Di fatto sarà un’invasione, anche se formalmente la spedizione militare è volta – sono parole del ministro degli Esteri Mavut Cavusoglu – «a ripulire il confine siriano dai terroristi e assicurare la stabilità della Turchia». Teatro dell’operazione, un’area a est del fiume Eufrate fino al confine con l’Iraq che si estende in territorio siriano per 480 chilometri e 32 di profondità. Una zona-cuscinetto destinata a diventare un’area di sicurezza nel nord della Siria controllata direttamente da Ankara e di conseguenza un corridoio per far rifluire i profughi siriani attualmente stanziati in Turchia verso il Paese d’origine.

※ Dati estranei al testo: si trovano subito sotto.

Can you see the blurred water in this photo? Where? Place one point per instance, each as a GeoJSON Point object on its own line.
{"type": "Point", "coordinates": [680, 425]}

Con un piccolo quanto scomodo dettaglio: si tratta di una porzione della regione fino a oggi controllata dai curdi, segnatamente dalle milizie della Yekîneyên Parastina Gel ( Ypg, l’Unità di protezione popolare), emanazione siriana del Pkk, il Partito dei lavoratori del Kurdistan fondato oltre trent’anni fa da Abdullah Ocalan, l’ala armata dell’irredentismo curdo che da sempre è la spina nel fianco di Recep Tayyp Erdogan. Inutili, per ora, le preoccupazioni espresse dall’Onu e dall’Unione Europea: l’operazione dispone del via libera di Donald Trump.

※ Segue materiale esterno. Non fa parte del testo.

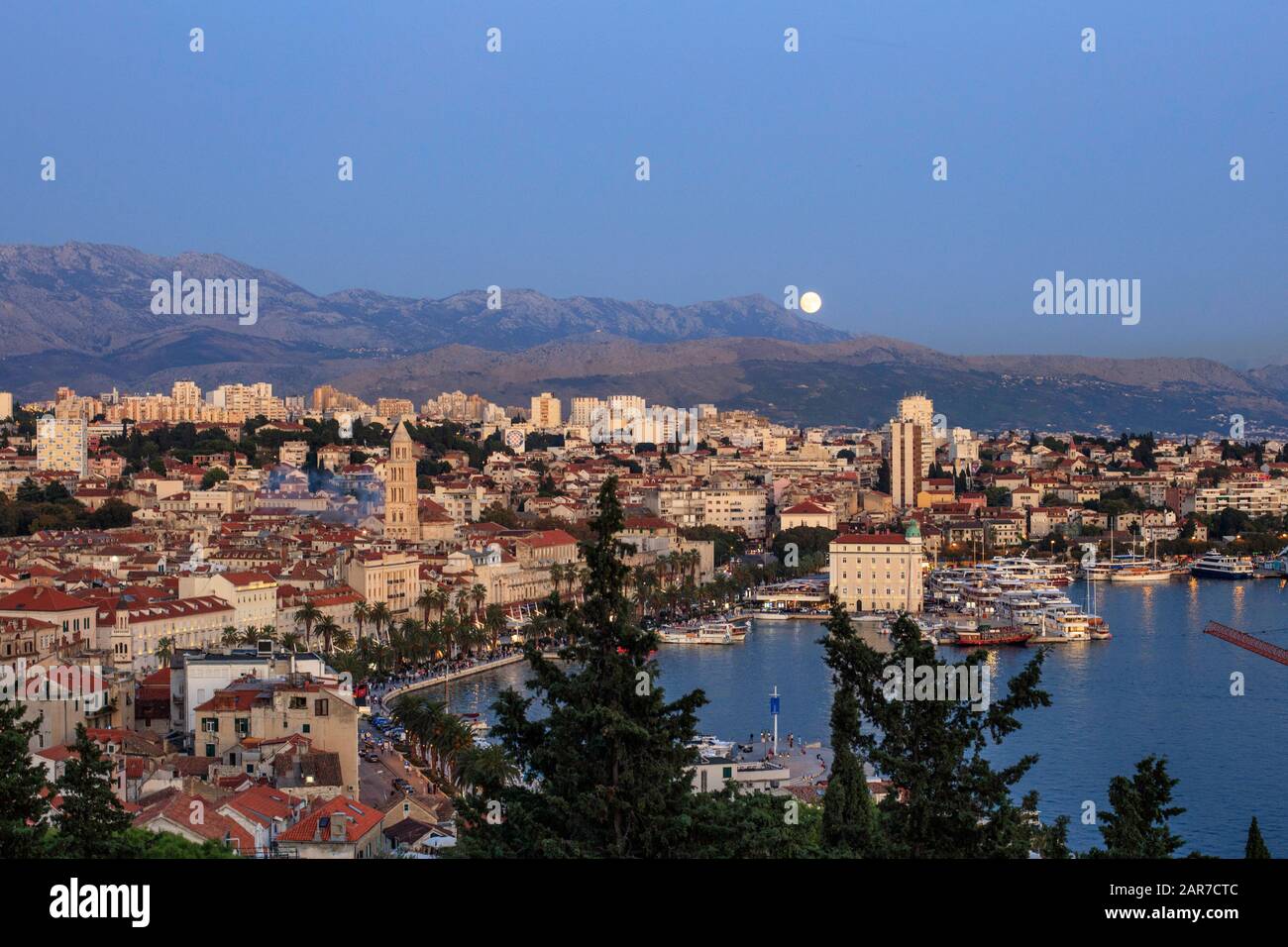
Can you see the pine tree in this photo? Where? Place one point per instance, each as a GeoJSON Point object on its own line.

Il presidente americano (fino all’altro ieri sostenitore dei curdi) ha fatto sapere che le truppe a stelle e strisce presenti nella zona non sosterranno né saranno coinvolte nell’operazione e «non saranno più nelle immediate vicinanze ». In altre parole, Washington guarderà dall’altra parte mentre i carri armati di Erdogan entreranno in questo spicchio di Kurdistan, a testimonianza di un groviglio di interessi e di rivalità che coinvolge potenze tra loro alleate nella Nato come Francia, Turchia e Stati Uniti, ma divise e contrapposte nel puzzle siriano e potenze come la Russia e l’Iran, tutte quante tuttavia accomunate da un unico vero interesse condiviso: quello di scongiurare la nascita di un Kurdistan indipendente, visto dai turchi come fattore di profonda destabilizzazione dell’area e da molti altri come un pericoloso concorrente economico grazie al potenziale controllo della ricca zona petrolifera irachena.

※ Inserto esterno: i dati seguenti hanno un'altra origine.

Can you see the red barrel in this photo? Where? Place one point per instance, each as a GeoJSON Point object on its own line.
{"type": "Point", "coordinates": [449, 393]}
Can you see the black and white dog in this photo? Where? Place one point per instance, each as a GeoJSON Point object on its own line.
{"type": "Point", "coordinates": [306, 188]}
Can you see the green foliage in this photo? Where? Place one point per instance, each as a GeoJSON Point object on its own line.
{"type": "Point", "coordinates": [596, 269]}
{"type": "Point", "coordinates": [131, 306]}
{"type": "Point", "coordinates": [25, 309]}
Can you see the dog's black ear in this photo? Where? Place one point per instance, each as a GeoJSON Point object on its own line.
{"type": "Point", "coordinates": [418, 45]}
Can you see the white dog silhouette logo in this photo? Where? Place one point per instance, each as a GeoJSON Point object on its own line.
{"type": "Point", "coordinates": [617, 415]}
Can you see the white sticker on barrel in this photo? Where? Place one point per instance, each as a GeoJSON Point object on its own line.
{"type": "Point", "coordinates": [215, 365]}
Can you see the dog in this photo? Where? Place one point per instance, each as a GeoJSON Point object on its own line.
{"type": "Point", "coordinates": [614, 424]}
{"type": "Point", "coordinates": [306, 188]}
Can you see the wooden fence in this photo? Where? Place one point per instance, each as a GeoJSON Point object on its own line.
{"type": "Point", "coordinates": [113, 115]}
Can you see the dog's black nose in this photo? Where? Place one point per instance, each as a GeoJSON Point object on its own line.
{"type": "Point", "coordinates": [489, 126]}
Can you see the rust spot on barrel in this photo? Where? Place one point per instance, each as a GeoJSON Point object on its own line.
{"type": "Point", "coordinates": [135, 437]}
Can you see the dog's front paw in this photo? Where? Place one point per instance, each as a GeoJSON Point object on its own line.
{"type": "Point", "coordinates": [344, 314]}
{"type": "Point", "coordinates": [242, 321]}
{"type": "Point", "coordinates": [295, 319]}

D’altra parte lo stesso Trump si lagnava mesi fa affermando: «Il Medio Oriente ci è costato 7mila miliardi dollari e in cambio non ne abbiamo avuto nulla», concludendo con un pilatesco: « Let the other people take care of it now », lasciamo che ora se ne occupino altri. Anche a costo di tradire l’alleato curdo, di sguarnirne le difese in Siria e di consentire, forse, al Daesh di riorganizzarsi lasciando fuggire centinaia di guerriglieri catturati a suo tempo proprio dall’Ypg. Ma non attribuiamo a Trump un ruolo che in realtà non ha. Perché a dispetto delle apparenze non è lui ad accendere il semaforo verde a Erdogan, dietro cui viceversa si staglia ben visibile la sagoma di Vladimir Putin, il vero demiurgo di questa operazione. Senza mai davvero nominarlo, Mosca appoggia l’intervento turco definendolo «un passaggio obbligato per l’integrità territoriale della Siria». Il che non è altro che un credito che Erdogan insistentemente sollecitava, dopo aver firmato il ricco contratto da 2,5 miliardi di dollari per il sistema di difesa missilistico S-400 prodotto dal colosso russo della Difesa Almaz-Antey, che grande imbarazzo ha prodotto nei corridoi della Nato.
Grazie al beneplacito russo (sarebbe la terza volta in realtà che la Turchia sconfina in zona curda in Siria), il destino dei curdi viene scambiato sulla scacchiera mediorientale come una pedina sacrificabile in nome della stabilità regionale. Rimane un aspetto di questa vicenda che appare particolarmente inquietante e ne richiama alla memoria almeno tre: il genocidio degli armeni cristiani – Metz Yeghern, 'il grande male' – per mano turca sotto gli occhi e con la complicità quanto meno omissiva della Germania, l’eccidio dei musulmani di Srebrenica del 1995 da parte delle milizie di Ratko Mladic in Bosnia-Erzegovina e quello dei palestinesi di Sabra e Chatila del 1982 perpetrato dalla Falange maronita in Libano. In tutti i casi, chi avrebbe potuto impedire il massacro – i tedeschi del Secondo Reich in Asia Minore, gli olandesi dell’Unprofor nei Balcani e l’allora ministro della Difesa israeliano Ariel Sharon a Beirut – girò la testa dall’altra parte. Solo i primi, i tedeschi, hanno ammesso solennemente il loro tragico torto. E abbiamo forti timori che la 'pulizia' del confine siriano cui allude il ministro degli Esteri turco potrebbe diventare qualcosa di tragicamente simile.